National Heart and Lung Institute. Laboratory of Biochemical Genetics
Rights:
This item is in the public domain. It may be used without permission.
Exhibit Categories:
From Neuroblastoma to Homeobox Genes, 1976-1992
Neuroblastoma Research, 1967-1976
Relation:
Metadata Record Annual Report of the Laboratory of Biochemical Genetics, October 1, 1975 - September 30, 1976 (September 1976)
Box Number:
31 of 31
Unique Identifier:
JJBBPD
Accession Number:
2001-020
Document Type:
Reports
Excerpts
Language:
English
Format:
application/pdf
image/tif
Physical Condition:
Good
Transcript:
Project Number: Z01 HL 00015-01 LBG
Period Covered: July 1, 1975 through June 30, 1976
Title of Project: Regulation of cyclic nucleotide biosynthesis by neurotransmitters and opiates
Names, Laboratory and Institute Affiliations, and Titles of Principal Investigators and All Other Professional Personnel Engaged on the Project:
PI: Marshall Nirenberg, Chief, Lab. of Biochem. Genetics, LBG NHLI
Steven L. Sabol, Research Associate, LBG NHLI
Cooperating Units (if any): None
Lab/Branch: Laboratory of Biochemical Genetics
Section: Section on Molecular Biology
Institute and Location: NHLI, NIH, Bethesda, Maryland 20014
Total Man Years: 2.0
Professional: 1.5
Other: .5
Summary of Work: The role of the cyclic nucleotides adenosine 3'5' monophosphate and guanosine 3'5' monophosphate in synaptic transmission is under study using cultured cells of neural origin. The topics of interest during the current year have been the following: 1) The receptor-mediated inhibition of adenylate cyclase activity by alpha-adrenergic agents in neuroblastoma x glioma hybrid cells; 2) Demonstration of a compensatory induction of adenylate cyclase activity in cells treated for one or more days with alpha-adrenergic agents, as had been previously demonstrated by others for opiates, and study of the mechanism of this compensatory induction; 3) The effect of opiates and alpha-adrenergic agents on guanosine 3'5' monophosphate levels in the hybrid cells; 4) Search for a cultured-cell system which synthesizes a peptide with opiate-like properties.
Project Description:
Objectives: Previous work in this laboratory demonstrated that opiates, alpha-adrenergic agonists, and muscarinic cholinergic agonists lower cyclic AMP (adenosine 3'5' monophosphate) levels by receptor-mediated mechanisms in the neuroblastoma x glioma hybrid cell line NG108-15. Also demonstrated was the inhibition of adenylate cyclase by opiates and a compensatory induction of adenylate cyclase activity (measured in the absence of opiates) in cells grown in the presence of opiates. One aspect of the present project attempts to demonstrate and analyze similar effects of adrenergic agonists on adenylate cyclase in cell-free systems. Another aspect is to relate these findings to the action of the enkephalins, recently discovered endogenous opiate-like peptides.

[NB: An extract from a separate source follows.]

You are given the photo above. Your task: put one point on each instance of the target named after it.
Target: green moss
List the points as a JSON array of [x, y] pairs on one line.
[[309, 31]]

Major Findings: (1) Adrenergic agents, like opiates, inhibit adenylate cyclase activity in NG108-15 homogenates. The order of agonist potencies is consistent with an alpha receptor, and the effect is blocked by alpha receptor antagonists.
(2) Cultivation of NG108-15 with norepinephrine for 1 to 4 days results, as in the case with opiates, in an increase in adenylate cyclase activity which compensates for the inhibition of this enzyme by norepinephrine. Cells then appear tolerant to norepinephrine, but are dependent upon norepinephrine for maintenance of normal cAMP levels. Withdrawal of norepinephrine or the addition of an alpha-adrenergic antagonist results in an increase in cellular cyclic AMP levels to abnormally high values.
Significance to Biomedical Research: The results show that cells exposed to alpha-receptor activators for several days become tolerant to and dependent upon these compounds and that tolerance and dependence are established by the mechanism of dual regulation of adenylate cyclase.
Proposed Course: It is intended to continue the investigation of the induction of adenylate cyclase activity by cyclase inhibitors, including the possible mediation of cyclase activators. Also the relationship among the opiate, adrenergic and cholinergic receptors in NG108-15 should be studied. Finally a search for endogenous "endorphin" synthesis in cell lines of neural origin is being initiated, with the goal of developing a tissue culture system for the study of the biosynthesis of this peptide or peptides.